ESCAPE combina con delicadeza los perfiles de la imposible relación romántica que se intuye entre Preysing y la condesa, mientras que anuda muy bien el desarrollo de una intriga que se despliega con un grado de eficacia realmente notable. No nos encontraremos en la película ninguna propuesta con el grado de abstracción y fatalismo del ciclo antinzai de Fritz Lang, ni el grado de desgarro romántico del ya mencionado THE MORTAL STORM, pero ello no nos impide reconocer en sus imágenes un ejercicio de suspense espléndidamente ejecutado, en el que quizá desentone un poco la facilidad con la que se resuelve la salvación de los protagonistas –sin obviar en ello un cierto grado de rendición marcado por el poco antes inflexible general amante de la condesa-. La utilización de la banda sonora como elemento de articulación dramática es un elemento magníficamente manejado –con especial incidencia en la discusión mantenida por Preysing y Ruby en los pasillos de un concierto, o la secuencia desarrollada en la taberna entre este y Ditten-, y la fuerza que adquiere el episodio del rescate del falso cadáver, adquiere unos tintes necrófilos de gran fuerza, hasta que nuevamente las lágrimas del cuerpo reanimado de la madre rescatada, den señales de la revitalización de su cuerpo.

 

Todo ello confluye en una pequeña delicatessen, demostrativa de la profesionalidad e inspiración que podían ejercerse en los modos de producción de aquel cine USA, incluso cuando nos encontráramos con un estudio poco dado a sutilezas y riesgos narrativos.

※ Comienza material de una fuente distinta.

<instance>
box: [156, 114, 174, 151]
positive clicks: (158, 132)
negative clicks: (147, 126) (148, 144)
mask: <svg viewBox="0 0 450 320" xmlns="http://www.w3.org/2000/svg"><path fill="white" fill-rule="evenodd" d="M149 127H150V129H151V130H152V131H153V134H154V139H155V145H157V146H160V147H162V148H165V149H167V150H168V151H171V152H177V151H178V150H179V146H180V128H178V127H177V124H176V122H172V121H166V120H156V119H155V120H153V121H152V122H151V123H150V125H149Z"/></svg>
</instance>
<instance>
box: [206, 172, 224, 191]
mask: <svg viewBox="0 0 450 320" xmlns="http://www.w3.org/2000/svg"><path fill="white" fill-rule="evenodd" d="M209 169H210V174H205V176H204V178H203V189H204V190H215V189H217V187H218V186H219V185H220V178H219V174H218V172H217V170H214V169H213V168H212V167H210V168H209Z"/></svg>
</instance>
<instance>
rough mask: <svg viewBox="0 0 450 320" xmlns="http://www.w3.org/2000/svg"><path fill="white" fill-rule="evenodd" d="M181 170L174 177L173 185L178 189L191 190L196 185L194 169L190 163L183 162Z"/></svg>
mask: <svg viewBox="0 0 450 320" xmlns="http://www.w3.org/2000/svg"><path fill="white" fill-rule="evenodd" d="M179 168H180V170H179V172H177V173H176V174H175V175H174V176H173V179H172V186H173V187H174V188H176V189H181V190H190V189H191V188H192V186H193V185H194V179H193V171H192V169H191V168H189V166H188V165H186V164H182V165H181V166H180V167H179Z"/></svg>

Es probable que ESCAPE haya que encuadrarla en un periodo en el que el poco después muy reaccionario estudio se unió a la denuncia contra las atrocidades del régimen de Hitler. Esa circunstancia fructificó en títulos de interés, pero lo más valioso de todo ello reside en el hecho de que aunque en apariencia exageraran el grado de malignidad de su régimen, la realidad posterior revela que en última instancia se quedaron muy cortos en la valoración de su grado de atrocidad.